Os cientistas da Universidade permanecerão sobrecarregados com o trabalho administrativo apesar das mudanças propor ao método de avaliar a qualidade da pesquisa que se realizam, de acordo com um relatório publicado hoje (19 de maio de 2004) pela
Sociedade Real.
Em sua submissão a um inquérito no Exercício da Avaliação de Pesquisa (RAE) pelo Comitê da Ciência e da Tecnologia da Casa dos Comuns, a Sociedade Real suporta planos novos para rever cada seis anos a qualidade da pesquisa em cada universidade. Mas a Sociedade adverte que o processo da avaliação deve mais ser simplificado após o RAE seguinte em 2008.
O Senhor Maio de Oxford, Presidente da Sociedade Real, disse: “Enquanto o Governo deve esclarecer o dinheiro público investido na investigação científica, os pesquisadores devem ser permitidos centrar-se sobre a empurrão para trás das fronteiras do conhecimento, um pouco do que enchendo-se nas resmas de documento. O regime novo para avaliar a qualidade da pesquisa tem sido melhorado em 2008, mas o sistema deverá ser simplificado mais para parar cargas administrativas impropriamente ingratos de reprimir a faculdade criadora de nossos pesquisadores. Se Não os departamentos universitários não serão dirigidos apenas por administradores, eles serão passados por eles.”

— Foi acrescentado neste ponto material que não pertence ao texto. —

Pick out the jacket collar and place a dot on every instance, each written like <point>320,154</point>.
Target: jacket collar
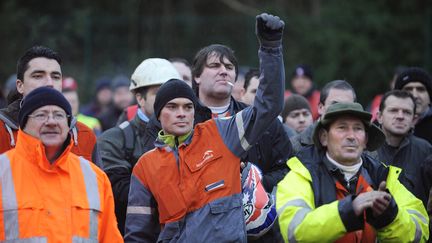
<point>10,114</point>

A publicação da submissão da Sociedade coincide com a aparência hoje (19 de maio de 2004) do Presidente da Sociedade Real, Senhor Maio de Oxford, na frente do Comitê para dar a evidência oral ao inquérito.
A Sociedade igualmente dá boas-vindas a movimentos pelos Conselhos do Financiamento do Ensino Superior produzir perfis da pesquisa para cada departamento universitário no RAE, para reduzir o ` quejoga' por universidades em resposta à competição para as categorias que determinam o financiamento da pesquisa.
Mas a Sociedade adverte que os 2008 RAE ainda não avaliarão correctamente áreas da pesquisa multidisciplinar que cobre mais de uma sujeita, e das colaborações por pesquisadores na mais de uma instituição.
A Sociedade igualmente endossa movimentos incluir mais povos do comércio, da indústria e do serviço público nos painéis que avaliam a qualidade da pesquisa da universidade, para assegurar-se de que o valor de trabalho aplicado esteja reconhecido inteiramente.
O regime novo deve igualmente diminuir o incentivo para que as universidades empreguem o pessoal que pode imediatamente contribuir às contagens de RAE, e reduz as desvantagens percebidas de empregar os pesquisadores que trabalham meio expediente ou que tiveram rupturas de carreira.